Клер подняла на него глаза, одновременно смущаясь и любуясь его классической красотой.
— Я даже не знаю, как рассказывать вам такое. Я не знаю, что происходит, и поэтому в растерянности.
— Тогда расскажите по порядку.
Клер помолчала, собираясь с мыслями. Ей очень нужен был союзник. Она готова была на все, чтобы только он не ушел, но не была уверена, что он не бросит ее после ее рассказа. Она с трудом подбирала слова, но решила быть честной до конца, поэтому рассказала ему все, что могла вспомнить, с того дня, когда Патов сделал ей предложение в зимнем саду и до момента ее прибытия в Выборг.

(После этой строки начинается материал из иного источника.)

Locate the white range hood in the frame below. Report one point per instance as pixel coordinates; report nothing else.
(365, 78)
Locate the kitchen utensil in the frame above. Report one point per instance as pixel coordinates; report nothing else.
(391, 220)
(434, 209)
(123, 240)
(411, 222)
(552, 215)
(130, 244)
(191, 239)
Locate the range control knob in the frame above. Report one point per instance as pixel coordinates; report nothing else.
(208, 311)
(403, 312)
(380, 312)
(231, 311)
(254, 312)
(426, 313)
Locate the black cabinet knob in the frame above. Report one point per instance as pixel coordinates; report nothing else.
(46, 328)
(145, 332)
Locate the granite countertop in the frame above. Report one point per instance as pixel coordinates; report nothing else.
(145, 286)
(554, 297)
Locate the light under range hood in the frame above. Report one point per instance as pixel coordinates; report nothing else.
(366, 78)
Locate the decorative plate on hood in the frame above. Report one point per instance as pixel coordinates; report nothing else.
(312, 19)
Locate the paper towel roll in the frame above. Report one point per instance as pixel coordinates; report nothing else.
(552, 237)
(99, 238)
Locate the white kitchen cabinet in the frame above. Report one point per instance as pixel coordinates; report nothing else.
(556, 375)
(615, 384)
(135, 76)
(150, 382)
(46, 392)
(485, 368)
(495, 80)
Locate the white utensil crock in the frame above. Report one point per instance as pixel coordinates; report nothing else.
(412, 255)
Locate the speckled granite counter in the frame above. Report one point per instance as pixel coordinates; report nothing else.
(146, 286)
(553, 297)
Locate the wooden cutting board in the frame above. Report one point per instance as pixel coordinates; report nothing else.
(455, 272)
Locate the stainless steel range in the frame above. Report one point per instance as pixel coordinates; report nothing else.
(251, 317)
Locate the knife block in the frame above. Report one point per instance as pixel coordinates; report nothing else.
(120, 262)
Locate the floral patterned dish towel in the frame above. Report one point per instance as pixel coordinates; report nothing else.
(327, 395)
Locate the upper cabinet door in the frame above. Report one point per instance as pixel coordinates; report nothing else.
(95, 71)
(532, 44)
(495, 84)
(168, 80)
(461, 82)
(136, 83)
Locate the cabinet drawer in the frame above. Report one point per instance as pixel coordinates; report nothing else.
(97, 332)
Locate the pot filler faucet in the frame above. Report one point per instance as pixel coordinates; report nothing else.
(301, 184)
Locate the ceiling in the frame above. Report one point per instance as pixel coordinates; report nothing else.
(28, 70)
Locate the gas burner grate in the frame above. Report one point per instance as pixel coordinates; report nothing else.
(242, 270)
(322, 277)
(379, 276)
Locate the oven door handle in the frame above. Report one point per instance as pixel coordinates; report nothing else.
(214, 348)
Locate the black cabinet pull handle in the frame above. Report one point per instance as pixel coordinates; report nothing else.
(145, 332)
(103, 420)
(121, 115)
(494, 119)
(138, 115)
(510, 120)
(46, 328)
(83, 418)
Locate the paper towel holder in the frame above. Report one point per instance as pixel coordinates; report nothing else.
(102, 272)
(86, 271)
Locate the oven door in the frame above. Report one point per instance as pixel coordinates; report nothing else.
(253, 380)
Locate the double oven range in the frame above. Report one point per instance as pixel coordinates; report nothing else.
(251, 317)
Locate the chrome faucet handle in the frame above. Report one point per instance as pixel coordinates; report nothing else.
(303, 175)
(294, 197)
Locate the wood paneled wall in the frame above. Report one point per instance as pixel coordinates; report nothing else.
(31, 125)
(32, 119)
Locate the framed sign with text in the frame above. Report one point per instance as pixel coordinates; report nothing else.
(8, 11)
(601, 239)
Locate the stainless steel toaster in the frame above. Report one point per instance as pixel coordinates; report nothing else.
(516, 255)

Эрнест слушал очень внимательно, то краснея, то бледнея. Пару раз он вскакивал, и ходил по их ложе. Под конец на него жалко было смотреть, но он сдерживал свои чувства из уважения к сидящей напротив женщине. Боясь, что она снова исчезнет, он молча выслушал рассказ о ее грехопадении, ее попытке выйти замуж за Кузьму, ее поцелуе с Патовым.
— Я очень рад, что вы приехали именно ко мне, — сказал он наконец, когда Клер замолчала и сидела, глядя в пол и сжимая на коленях дрожащие руки.